As everyone expected, the Steelers also waived veteran corner Levi Brown, the tackle acquired in a trade with Arizona who never played a down.
Brown wasn’t the only “Brown” to find his name on the wavier wire, as the Steelers also cut Curtis Brown. The Steelers had drafted Brown in 3rd round of the 2011 NFL Draft one round ahead of current starter Cortez Allen, as rookies both men showed promise both on special teams and in spot duty.
By opening day 2011, Cortez Allen had over taken Brown. Brown started in the Steelers shocking upset suffered at the hands of the Chargers, and looked lost. He saw his playing time reduced following that, and 2013 was marred by injuries.
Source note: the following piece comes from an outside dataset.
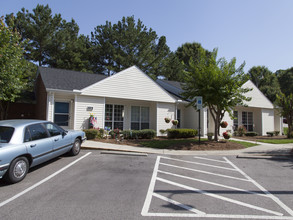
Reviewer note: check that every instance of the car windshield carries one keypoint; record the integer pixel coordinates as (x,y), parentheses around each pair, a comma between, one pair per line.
(6,134)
Steelers Give Foote the Boot
The move to cut Larry Foote amounted to a mild surprise, as the veteran’s name was not mentioned often as a potential cut. Likewise, Foote’s salary of 1.5 million was modest.
- But Foote will be 34 by opening day and is coming off an injury.
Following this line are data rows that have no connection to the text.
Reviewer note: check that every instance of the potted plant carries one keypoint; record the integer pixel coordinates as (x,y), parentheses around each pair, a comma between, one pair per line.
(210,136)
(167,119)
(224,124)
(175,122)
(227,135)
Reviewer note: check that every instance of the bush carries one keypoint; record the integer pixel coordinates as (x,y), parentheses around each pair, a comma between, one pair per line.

And its safe to say that this decision is as much about what the Steelers current roster at inside linebacker can offer. Vince Williams struggled mightly at times in 2013 and it is he, and not Steve McLendon, who is more likely the culprit in the decline of the Steelers defense.
But Willams made strides as the year progressed. The Steelers also have Sean Spence, who is an unknown but offers potential if Kevin Colbert’s assessments are to be trusted. Finally there is Terence Garvin, an undrafted Steelers rookie free agent, who was also working his way into the line up by year’s end.
Foote however, will be missed. Draft in 2002, Foote became a fixture in the Steelers defense from 2004 to Super Bowl XLIII in 2008. The emergence of Lawrence Timmons led Foote to seek his release, and he spent 2009 with the Detroit Lions. A year later however he was back in Pittsburgh, where he served as a back up in 2010 and 2011 before returning to the starting line up in 2012 following James Farrior’s departure.
Foote’s release may have been necessary. But while never a star, he was always a solid player, and both an on the field and off the field leader. It’s sad to see him go.
Steel Curtain Rising joins the rest of Steelers Nation in wish Larry Foote success as he begins “Life’s Work.”